Selasa, 02 Desember 2008

POUNDS KIAN TERPURUK,

OUNDSTERLING KIAN TERPURUK, INGGRIS PERTIMBANGKAN EURO

London, 2/12 (ANTARA) - Mata uang Inggris, Great Britain Poundsterling (GBP) semakin terpuruk nilai tukarnya terhadap dolar AS.

Ekonom jebolan Brunel University London, Muslimin Anwar, dalam keterangannya kepada koresponden Antara London, Selasa, mengatakan, kejatuhan indeks bursa efek FTSE 100 sebanyak 5,2 persen pada Senin kemarin juga menjadi pemicu pelemahan Poundsterling.

Dikatakan, bila sebelum krisis keuangan di Wall Street AS, satu dolar AS setara dengan 0,5575 poundsterling, maka saat ini senilai 0,6597. Artinya, dalam waktu hanya sekitar 2,5 bulan, GBP telah terdepresiasi sebanyak 18,33 persen.
Sedangkan terhadap mata uang tetangga terdekatnya, Euro, dalam periode yang sama, poundsterling telah terdepresiasi sebanyak 5,29 persen dari 0,7937GBP/Euro menjadi 0,8356 GBP/Euro pada 2/12/2008.

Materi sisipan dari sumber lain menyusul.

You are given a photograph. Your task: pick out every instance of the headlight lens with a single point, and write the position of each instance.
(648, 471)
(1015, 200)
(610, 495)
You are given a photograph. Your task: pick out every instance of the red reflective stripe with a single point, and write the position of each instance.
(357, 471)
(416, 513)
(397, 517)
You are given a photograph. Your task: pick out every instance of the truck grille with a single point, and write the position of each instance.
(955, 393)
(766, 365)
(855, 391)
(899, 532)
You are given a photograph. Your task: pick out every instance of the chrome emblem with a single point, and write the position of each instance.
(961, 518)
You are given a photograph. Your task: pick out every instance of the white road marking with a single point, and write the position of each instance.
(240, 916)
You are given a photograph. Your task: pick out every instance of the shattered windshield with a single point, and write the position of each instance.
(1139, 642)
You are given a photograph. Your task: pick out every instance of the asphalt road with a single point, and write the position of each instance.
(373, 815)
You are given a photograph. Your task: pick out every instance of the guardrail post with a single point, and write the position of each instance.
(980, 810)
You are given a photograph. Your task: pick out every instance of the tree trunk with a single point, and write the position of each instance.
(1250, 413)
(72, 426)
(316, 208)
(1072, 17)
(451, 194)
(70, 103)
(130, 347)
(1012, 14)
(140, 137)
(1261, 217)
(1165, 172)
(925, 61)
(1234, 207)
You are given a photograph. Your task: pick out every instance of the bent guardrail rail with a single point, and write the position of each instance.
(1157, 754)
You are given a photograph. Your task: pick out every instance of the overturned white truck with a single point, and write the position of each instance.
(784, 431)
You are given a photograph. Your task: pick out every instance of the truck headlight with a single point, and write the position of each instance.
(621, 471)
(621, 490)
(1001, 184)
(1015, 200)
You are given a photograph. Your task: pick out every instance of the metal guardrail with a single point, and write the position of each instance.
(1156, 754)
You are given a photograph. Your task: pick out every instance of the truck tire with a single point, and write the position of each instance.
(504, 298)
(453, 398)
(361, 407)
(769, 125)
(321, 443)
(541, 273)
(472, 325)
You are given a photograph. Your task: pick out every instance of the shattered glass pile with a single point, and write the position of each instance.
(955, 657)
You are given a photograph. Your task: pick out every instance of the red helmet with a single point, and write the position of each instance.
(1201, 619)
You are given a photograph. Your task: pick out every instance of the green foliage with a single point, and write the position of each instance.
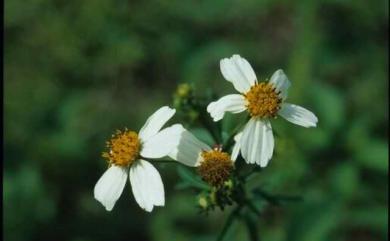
(75, 71)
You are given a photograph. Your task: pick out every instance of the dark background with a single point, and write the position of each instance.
(75, 71)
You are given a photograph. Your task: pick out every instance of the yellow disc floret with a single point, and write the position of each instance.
(216, 167)
(262, 100)
(124, 148)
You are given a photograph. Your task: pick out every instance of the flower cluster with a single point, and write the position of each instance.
(130, 154)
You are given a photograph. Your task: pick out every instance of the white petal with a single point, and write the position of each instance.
(239, 72)
(257, 142)
(298, 115)
(155, 122)
(237, 146)
(189, 149)
(230, 103)
(110, 186)
(147, 186)
(162, 143)
(280, 82)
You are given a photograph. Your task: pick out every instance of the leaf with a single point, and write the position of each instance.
(250, 222)
(232, 216)
(190, 178)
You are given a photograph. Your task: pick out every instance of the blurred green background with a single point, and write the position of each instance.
(75, 71)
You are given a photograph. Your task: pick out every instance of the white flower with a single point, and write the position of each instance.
(213, 165)
(127, 151)
(263, 101)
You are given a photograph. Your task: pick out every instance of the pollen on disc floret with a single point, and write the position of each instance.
(216, 167)
(124, 148)
(263, 100)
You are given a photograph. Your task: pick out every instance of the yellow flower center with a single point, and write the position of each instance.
(124, 148)
(216, 167)
(263, 100)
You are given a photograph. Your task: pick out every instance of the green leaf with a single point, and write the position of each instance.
(191, 178)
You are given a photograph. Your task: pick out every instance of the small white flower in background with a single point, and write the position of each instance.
(125, 156)
(213, 165)
(263, 100)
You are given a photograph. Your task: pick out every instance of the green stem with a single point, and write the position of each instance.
(232, 216)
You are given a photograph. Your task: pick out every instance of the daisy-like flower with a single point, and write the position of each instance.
(126, 157)
(263, 101)
(213, 165)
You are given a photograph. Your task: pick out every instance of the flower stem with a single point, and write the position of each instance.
(232, 216)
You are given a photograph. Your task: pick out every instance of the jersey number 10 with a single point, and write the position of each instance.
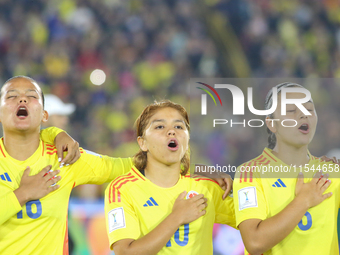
(29, 211)
(176, 237)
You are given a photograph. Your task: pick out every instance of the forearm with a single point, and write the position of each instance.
(10, 207)
(268, 233)
(154, 241)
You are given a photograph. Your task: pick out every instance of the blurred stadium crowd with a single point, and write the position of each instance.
(150, 49)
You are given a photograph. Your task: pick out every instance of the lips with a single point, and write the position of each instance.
(173, 144)
(22, 112)
(304, 128)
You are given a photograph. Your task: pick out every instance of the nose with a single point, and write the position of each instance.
(302, 115)
(171, 132)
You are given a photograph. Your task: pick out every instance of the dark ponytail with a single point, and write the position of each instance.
(268, 104)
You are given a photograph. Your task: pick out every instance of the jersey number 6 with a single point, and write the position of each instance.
(176, 237)
(29, 211)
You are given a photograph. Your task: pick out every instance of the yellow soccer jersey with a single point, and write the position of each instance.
(134, 206)
(258, 197)
(40, 226)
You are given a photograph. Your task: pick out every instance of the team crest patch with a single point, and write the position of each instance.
(116, 219)
(247, 198)
(191, 194)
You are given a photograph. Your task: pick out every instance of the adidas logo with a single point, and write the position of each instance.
(5, 177)
(279, 183)
(150, 202)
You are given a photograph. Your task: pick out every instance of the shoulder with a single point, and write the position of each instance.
(202, 183)
(126, 180)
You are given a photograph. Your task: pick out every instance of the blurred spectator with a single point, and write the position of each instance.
(58, 112)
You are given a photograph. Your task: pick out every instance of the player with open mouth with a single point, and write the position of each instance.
(158, 208)
(283, 215)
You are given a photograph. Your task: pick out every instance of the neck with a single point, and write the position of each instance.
(291, 155)
(162, 175)
(21, 146)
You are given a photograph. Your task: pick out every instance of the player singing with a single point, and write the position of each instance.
(281, 215)
(157, 208)
(33, 218)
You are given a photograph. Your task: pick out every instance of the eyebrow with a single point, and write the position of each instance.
(163, 120)
(28, 90)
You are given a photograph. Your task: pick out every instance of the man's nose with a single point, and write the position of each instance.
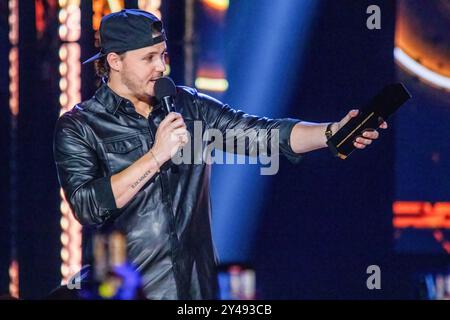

Menurut Doktor Moneter peraih dua Chancelor Award dari Brunel University London tersebut, dalam sejarahnya, tanggal 1 Desember 2008 merupakan hari paling kelabu semenjak Inggris keluar dari Mekanisme Nilai Tukar Eropa (the Exchange Rate Mechanism/ERM) pada tahun 1992. Pounds turun drastis sebesar 5,2 sen menjadi 1.486/GBP dolar dalam satu hari.

Sementara itu, presiden Uni Eropa, Jose Manuel Barroso, menyatakan, Inggris semakin dekat untuk bergabung dengan Euro, ditengah terus berlanjutnya pelemahan poundsterling terhadap Euro. Dalam sehari, pada senin lalu, GBP turun 3,5 sen terhadap euro pada 0.851 pounds/euro.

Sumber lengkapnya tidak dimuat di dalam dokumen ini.